Bogotá, na Colômbia, por meio de seu consagrado sistema de transporte coletivo, o TransMilenio, está promovendo o processo de atualização tecnológica de seus ônibus, adotando diversas alternativas de veículos com reduzido índice de emissões poluentes, entre eles gás natural, elétricos e até mesmo modelos Euro V equipados com filtros de partículas. Na cidade do México também há o interesse pela operação de um motor a diesel mais limpo. As autoridades públicas locais já estabeleceram prazos para a introdução da normativa europeia Euro VI atual e as montadoras mexicanas de veículos comerciais estão atentas ao contexto da evolução dos países desenvolvidos.  Até mesmo as extremamente poluídas metrópoles da Índia saltaram diretamente da tecnologia Euro IV para Euro VI em abril deste ano, visando abater parcela do material particulado fino que chega a níveis insuportáveis naquele país. 

Em meio às discussões sobre como reduzir as emissões poluentes do seu setor de transporte coletivo, a cidade de São Paulo poderia fazer como Bogotá e adotar filtros de particulados em ônibus com motores Euro V, na medida em que essa tecnologia demonstrou ser bem sucedida. A capital paulista também poderia inovar, adotando em caráter experimental os motores Euro VI, afinal, o Brasil é considerado um centro de desenvolvimento das muitas fabricantes europeias de chassis para ônibus, fato que não traria qualquer problema para elas aproveitarem a autorização de antecipar a utilização da futura norma, uma oportunidade para testes e avaliações, aspecto que poderia permitir nossa atualização tecnológica.

Cabe aqui lembrar que no caso dos ônibus para Bogotá e Santiago eles são importados, representando um maior custo, pois não há na Colômbia e no Chile uma indústria local capaz de atender o mercado. Apesar desse descompasso ambiental, nós temos exemplos por aqui que nos permite ser reconhecidos como o fornecedor da tecnologia e não ter que aguardar mais quatro ou cinco anos até nos ajustarmos, tardiamente.

Porém, ao invés de convergirmos com a retomada da economia em bases sustentáveis, a adoção da norma Euro VI corre o risco de ser postergada em solo nacional. Em recente artigo do jornal Valor Econômico, a proposta de adiamento por três anos da entrada da Euro VI foi anunciada pela indústria com a alegação de grandes dificuldades para manterem os investimentos originalmente previstos para realização do desenvolvimento de engenharia e testes dos novos motores em razão da queda das receitas.

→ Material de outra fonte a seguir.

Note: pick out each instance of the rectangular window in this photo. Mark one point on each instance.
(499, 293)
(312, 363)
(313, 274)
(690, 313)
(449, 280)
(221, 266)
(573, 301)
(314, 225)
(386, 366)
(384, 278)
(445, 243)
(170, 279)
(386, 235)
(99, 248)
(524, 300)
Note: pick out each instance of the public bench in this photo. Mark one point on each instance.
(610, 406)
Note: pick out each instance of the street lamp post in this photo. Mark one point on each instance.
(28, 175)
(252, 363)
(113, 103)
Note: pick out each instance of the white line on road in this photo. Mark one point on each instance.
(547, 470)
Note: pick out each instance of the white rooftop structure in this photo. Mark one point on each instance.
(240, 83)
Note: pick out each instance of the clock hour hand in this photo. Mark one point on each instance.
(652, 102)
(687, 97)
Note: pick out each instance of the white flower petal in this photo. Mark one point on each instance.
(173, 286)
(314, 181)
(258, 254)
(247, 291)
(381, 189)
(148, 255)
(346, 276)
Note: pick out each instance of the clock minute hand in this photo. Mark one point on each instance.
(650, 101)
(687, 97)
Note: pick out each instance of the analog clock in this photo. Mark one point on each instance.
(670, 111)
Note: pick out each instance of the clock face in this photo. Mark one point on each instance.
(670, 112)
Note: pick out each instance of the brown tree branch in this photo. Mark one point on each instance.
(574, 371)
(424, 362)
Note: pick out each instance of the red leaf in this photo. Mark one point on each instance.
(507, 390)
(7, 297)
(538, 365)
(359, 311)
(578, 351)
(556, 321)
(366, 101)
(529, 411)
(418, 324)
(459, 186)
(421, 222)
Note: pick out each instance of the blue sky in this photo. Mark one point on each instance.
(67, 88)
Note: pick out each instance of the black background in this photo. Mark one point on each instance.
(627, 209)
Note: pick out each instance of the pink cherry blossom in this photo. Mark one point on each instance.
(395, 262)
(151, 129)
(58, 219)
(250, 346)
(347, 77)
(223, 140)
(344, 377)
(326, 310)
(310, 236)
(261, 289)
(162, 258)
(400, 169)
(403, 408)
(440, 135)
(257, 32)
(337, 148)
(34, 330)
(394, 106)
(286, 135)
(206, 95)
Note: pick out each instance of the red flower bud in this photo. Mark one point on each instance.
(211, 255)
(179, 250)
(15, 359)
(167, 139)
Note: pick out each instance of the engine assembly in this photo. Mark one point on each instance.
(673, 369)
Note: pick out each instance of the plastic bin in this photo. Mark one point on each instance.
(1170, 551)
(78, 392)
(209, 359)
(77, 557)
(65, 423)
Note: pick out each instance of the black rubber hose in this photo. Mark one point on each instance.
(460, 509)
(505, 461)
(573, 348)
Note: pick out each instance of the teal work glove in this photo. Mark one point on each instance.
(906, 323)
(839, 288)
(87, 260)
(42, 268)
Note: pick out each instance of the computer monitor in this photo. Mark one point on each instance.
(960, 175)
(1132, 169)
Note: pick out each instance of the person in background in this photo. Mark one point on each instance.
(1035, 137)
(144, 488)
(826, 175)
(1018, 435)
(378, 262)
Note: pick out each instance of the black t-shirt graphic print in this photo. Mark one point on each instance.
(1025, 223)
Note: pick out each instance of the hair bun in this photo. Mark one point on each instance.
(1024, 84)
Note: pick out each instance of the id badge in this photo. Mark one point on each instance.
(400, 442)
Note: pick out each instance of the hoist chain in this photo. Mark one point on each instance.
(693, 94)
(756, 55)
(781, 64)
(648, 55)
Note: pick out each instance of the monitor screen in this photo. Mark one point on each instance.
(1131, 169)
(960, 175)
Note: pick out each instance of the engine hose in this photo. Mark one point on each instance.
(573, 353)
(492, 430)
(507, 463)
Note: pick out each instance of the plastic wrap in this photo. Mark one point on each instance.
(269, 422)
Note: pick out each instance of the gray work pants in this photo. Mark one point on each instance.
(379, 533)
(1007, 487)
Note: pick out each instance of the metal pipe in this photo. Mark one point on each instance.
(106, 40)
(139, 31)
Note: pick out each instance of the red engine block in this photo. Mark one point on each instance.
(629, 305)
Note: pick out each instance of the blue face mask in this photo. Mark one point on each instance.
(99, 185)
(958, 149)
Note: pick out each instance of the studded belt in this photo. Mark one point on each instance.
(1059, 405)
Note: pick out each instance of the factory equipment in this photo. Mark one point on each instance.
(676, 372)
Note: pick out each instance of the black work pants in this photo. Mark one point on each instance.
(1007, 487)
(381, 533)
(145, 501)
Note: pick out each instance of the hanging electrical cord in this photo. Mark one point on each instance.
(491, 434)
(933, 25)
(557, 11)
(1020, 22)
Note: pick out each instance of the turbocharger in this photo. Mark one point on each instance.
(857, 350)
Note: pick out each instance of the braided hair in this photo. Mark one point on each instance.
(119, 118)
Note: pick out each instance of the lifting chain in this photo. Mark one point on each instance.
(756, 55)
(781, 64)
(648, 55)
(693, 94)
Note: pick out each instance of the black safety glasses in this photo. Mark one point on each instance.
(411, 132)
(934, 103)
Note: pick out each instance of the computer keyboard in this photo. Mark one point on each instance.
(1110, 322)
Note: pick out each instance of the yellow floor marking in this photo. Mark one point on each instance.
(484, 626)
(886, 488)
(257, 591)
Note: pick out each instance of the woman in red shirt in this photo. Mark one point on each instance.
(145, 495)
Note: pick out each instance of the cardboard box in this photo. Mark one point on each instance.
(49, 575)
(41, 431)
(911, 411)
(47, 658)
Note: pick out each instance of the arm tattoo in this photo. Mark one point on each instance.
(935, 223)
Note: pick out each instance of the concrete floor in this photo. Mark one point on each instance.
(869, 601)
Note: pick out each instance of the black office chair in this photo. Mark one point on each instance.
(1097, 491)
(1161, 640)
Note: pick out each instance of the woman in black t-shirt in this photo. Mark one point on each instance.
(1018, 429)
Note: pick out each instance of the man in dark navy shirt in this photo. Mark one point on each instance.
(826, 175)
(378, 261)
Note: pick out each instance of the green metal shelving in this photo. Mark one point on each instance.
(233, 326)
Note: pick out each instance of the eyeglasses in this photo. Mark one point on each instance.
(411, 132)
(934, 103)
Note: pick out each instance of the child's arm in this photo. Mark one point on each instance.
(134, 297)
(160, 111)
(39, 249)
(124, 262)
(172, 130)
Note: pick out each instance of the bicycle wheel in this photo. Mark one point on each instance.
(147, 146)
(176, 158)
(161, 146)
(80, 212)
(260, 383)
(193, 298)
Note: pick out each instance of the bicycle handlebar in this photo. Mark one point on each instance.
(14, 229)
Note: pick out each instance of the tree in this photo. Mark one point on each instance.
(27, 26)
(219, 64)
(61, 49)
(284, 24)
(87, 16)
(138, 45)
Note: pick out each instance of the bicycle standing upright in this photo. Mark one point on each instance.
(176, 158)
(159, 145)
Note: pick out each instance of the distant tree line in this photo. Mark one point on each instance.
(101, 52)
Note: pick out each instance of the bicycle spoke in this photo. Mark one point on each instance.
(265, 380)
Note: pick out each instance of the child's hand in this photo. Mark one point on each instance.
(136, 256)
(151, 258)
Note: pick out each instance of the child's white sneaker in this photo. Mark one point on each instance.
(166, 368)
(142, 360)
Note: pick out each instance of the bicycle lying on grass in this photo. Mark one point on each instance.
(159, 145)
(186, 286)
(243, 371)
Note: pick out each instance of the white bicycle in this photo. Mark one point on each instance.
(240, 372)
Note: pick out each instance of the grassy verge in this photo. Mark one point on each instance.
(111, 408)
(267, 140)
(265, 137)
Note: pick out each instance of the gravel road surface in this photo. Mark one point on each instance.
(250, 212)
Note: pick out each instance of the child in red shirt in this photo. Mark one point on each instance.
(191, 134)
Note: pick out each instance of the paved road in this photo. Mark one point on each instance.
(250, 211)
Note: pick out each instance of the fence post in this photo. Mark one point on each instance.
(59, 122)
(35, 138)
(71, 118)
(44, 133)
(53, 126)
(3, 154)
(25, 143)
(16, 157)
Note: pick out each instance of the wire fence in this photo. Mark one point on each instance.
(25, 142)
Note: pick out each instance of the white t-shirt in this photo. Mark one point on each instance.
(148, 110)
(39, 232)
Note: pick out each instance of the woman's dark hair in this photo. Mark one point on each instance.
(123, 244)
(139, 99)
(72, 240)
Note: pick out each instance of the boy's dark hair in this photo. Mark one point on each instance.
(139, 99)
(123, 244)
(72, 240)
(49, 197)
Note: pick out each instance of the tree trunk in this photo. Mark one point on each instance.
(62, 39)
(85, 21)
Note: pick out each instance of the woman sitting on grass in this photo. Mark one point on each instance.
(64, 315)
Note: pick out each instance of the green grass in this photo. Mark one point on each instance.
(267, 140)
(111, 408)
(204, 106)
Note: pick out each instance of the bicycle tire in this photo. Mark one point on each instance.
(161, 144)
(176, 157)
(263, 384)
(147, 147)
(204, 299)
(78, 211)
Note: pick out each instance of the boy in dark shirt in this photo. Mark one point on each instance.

Se isso se confirmar, teremos agravado o grande delay tecnológico em relação aos países que dedicam maior atenção aos aspectos relacionados ao meio ambiente saúde pública. Se a razão por parte das montadoras é econômica, as grandes cidades continuam sofrendo com os problemas de saúde oriundos da poluição, em função do excessivo uso do veículo automotor (individual), de uma frota velha de caminhões e outros veículos comerciais e da falta de políticas públicas para incentivar o transporte público. Até quando estaremos nadando contra a corrente?